[Form 4] SLM Corp Insider Trading Activity
Henry F. Greig, a director of SLM Corp (symbol provided as SLMBP in metadata), reported a non-derivative acquisition of company common stock on 09/17/2025. The Form 4 shows he was granted 889 shares in lieu of his quarterly cash retainer and committee fees at a per-share value equal to the closing sales price on the grant date, recorded at a price of $0 on the form. After the grant and related items, his beneficial ownership is reported as 6,194.6421 shares. The filing also notes inclusion of Dividend Equivalent Units issued in connection with restricted common stock he holds.
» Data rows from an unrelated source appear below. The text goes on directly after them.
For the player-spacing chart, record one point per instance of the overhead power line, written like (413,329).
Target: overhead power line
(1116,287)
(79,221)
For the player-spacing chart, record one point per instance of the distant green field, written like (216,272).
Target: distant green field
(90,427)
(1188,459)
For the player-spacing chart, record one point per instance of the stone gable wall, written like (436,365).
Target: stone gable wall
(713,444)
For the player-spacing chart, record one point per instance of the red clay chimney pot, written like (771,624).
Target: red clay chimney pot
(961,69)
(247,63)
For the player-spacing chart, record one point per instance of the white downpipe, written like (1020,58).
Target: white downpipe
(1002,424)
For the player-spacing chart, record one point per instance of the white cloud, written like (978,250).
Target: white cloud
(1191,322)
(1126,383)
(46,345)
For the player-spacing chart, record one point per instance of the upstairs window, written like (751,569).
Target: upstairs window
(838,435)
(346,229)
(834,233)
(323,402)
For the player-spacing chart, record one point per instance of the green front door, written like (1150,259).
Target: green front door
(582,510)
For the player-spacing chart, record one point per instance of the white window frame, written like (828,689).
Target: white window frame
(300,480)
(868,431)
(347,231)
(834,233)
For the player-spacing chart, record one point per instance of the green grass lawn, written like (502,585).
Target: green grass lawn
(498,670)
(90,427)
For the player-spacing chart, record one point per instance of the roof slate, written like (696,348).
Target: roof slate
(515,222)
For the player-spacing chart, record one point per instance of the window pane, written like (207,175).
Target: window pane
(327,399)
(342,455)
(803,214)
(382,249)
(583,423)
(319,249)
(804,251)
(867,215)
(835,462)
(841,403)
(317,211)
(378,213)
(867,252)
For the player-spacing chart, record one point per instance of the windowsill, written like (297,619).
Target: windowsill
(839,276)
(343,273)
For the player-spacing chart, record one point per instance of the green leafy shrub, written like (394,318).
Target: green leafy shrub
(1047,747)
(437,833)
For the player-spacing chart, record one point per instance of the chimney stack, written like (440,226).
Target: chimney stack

The form was signed by a POA on 09/19/2025.
- Grant of 889 shares received in lieu of quarterly cash retainer and committee fees
- Beneficial ownership reported as 6,194.6421 shares following the transaction
- Dividend Equivalent Units included for restricted common stock held by the reporting person
- Form 4 filed and signed by POA, indicating formal Section 16 disclosure
- None.
Insights
TL;DR: Routine director equity grant recorded as compensation; modest change in reported beneficial ownership.
The reported transaction is a non-cash compensation grant of 889 common shares received instead of a quarterly cash retainer and committee fees. Such grants are common for aligning director compensation with shareholder interests and do not indicate a purchase or sale by the director. The reported post-transaction beneficial ownership is 6,194.6421 shares, and the form discloses Dividend Equivalent Units tied to restricted stock, which affects long-term economic exposure. There is no information in the filing about material changes to company operations, significant open-market transactions, or derivative activity.
TL;DR: Standard insider disclosure of equity compensation; no governance red flags evident from the form.
The Form 4 documents a grant of common stock to a director in lieu of cash compensation, with explicit disclosure of the grant amount and resulting beneficial ownership. The filing follows Section 16 reporting requirements and was executed via power of attorney. The inclusion of Dividend Equivalent Units for restricted stock is noted, showing the director receives economically equivalent items tied to restricted holdings. The disclosure is concise and limited to compensation-related equity, with no additional governance events disclosed.